Compared to New Zealand’s subantarctic islands, the interior of Mayes is almost devoid of birdlife during the day (at least above the ground surface). There were a few Eaton’s pintails (mostly near the coast), but there are no true landbird species on the Kerguelen Islands. Southern skuas and a few light-mantled sooty albatrosses and northern giant petrels were the main species we saw flying during daylight, with all three species breeding. The skuas were common (more than 100 breeding pairs), feeding on the abundant burrow-nesting petrels, but were nowhere near as aggressive as New Zealand birds when we approached their nests – which was fortunate, as there were no sticks on the island to use in self-defence.
There were small colonies of (eastern) rockhopper penguins, Kerguelen shags and kelp gulls scattered around the coast, and a few pairs of sheathbills (though none near the hut). There were also a few terns, possibly moving between islands. There are two species here, but adult Kerguelen terns remained elusive, providing only distant views when I did not have binoculars or camera at hand. All the adult terns that I saw well were Antarctic terns, but one very confiding fledgling Kerguelen tern was feeding like a wader in tide pools near the hut on 2 January.
While almost devoid of birds during the day, the night sky is full of calls from several species of petrels returning to their breeding burrows (the subject of my next blog).
The hut on Mayes is a delightful 4-bunk cabin about 100 metres from where we stepped ashore.

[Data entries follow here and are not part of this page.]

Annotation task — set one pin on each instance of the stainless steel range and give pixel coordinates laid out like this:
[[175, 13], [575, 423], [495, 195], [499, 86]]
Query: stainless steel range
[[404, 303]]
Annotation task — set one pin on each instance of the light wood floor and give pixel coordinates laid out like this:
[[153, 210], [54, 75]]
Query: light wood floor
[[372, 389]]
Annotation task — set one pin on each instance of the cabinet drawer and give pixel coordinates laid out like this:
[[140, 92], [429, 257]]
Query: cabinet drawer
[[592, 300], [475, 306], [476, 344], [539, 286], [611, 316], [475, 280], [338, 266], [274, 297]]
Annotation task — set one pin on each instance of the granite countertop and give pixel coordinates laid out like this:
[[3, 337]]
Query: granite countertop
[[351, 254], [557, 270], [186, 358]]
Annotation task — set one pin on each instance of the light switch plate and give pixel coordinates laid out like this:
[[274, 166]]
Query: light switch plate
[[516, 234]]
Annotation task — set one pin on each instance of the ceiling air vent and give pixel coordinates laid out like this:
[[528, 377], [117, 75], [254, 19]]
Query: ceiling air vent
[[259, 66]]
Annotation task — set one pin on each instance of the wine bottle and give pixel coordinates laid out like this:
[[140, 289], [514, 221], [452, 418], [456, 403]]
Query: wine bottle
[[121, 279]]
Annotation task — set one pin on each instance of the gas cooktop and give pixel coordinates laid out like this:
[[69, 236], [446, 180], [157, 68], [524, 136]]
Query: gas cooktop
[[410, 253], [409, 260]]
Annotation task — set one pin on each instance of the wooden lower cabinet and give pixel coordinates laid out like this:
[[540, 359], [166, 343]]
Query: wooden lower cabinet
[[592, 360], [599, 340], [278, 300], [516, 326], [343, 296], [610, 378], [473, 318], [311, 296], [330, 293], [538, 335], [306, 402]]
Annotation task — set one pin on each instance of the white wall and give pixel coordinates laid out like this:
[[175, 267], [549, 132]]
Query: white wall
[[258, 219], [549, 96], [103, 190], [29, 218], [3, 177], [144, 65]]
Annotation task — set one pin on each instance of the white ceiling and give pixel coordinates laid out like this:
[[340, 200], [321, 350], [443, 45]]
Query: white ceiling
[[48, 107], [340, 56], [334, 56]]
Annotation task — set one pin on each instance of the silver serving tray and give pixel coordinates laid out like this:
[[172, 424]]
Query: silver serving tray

It was built in 1986 by the first field worker (Richard Zotier), and has been used almost entirely for bird studies. The work bench is set up for banding and measuring birds, and one wall has more than 30 photographs of the ornithologists who have lived and worked on the island. But two images are missing, as they predated the hut. The importance of Mayes as a cat- and rat-free seabird breeding island was first recognised by Jean-Claude Stahl (now Te Papa’s natural history photographer) in 1984, and confirmed during a survey by Henri Weimerskirch and Paul Sagar a year later. Henri’s image is at the top of the wall – labelled “W The Boss” – but the two New Zealanders are missing (Jean-Claude and Paul have both lived in New Zealand long enough that I think we can claim them).
The weather was boisterous throughout our stay, with almost unrelenting strong winds and frequent rain, hail and snow squalls. Our departure on 5 January was particularly breezy, making for a wet and wild ride on le chaland back to Port aux Français.
Te Papa curator of vertebrates Dr Colin Miskelly’s participation in seabird research programmes on the French subantarctic island groups of Crozet and Kerguelen was at the invitation of Dr Charly Bost of the CEBC laboratory (Chizé) of CNRS (Centre National de la Recherché Scientifique, France, and was supported by the Institut Polar Français Paul Emile Victor (IPEV) and Te Papa.